Flood authority commissioner Stanford Goings, a civil engineer, noted that Barry’s original motion did not include hard-hit Plaquemines and St. Tammany parishes. Barry acknowledged his error, apologized, and amended his resolution to include the two parishes.

Voting for the congressional probe: Barry, Larry McKee, Treasurer George Losonsky, Stratford Goings, Ricardo Pineda, and Louis Wittie. Absent: Dave Barnes, Thomas Jackson and non-voting commissioner Sara St. Vincent. Authority President Timothy Dowdy did not vote.

As president of the 11-member board of commissioners appointed by the governor, Doody may only vote to break a tie.

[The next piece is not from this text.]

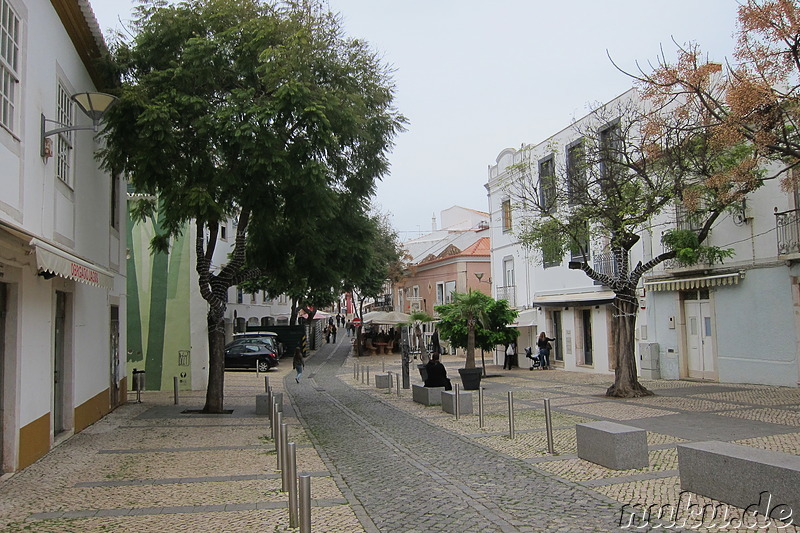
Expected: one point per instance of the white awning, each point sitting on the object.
(525, 319)
(575, 298)
(693, 283)
(60, 262)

According to Levees.org, a grassroots organization in New Orleans conducting an online petition for congressional probe, the Southeast Louisiana Flood Protection Authority joins a number of governmental entities, civil rights groups, environmental organizations and activists who are calling for a federal “8-29” investigation, including: the Legislature, the New Orleans City Council, Jefferson Parish Council, St. Bernard Parish Council, St. Tammany Parish Council, New Orleans CityBusiness newspaper, Gambit Weekly newspaper, The Daily Advertiser (Lafayette), the NAACP (New Orleans), National Urban League, the League of Women Voters (New Orleans), the local chapter of the National Council of Jewish Women and ACORN.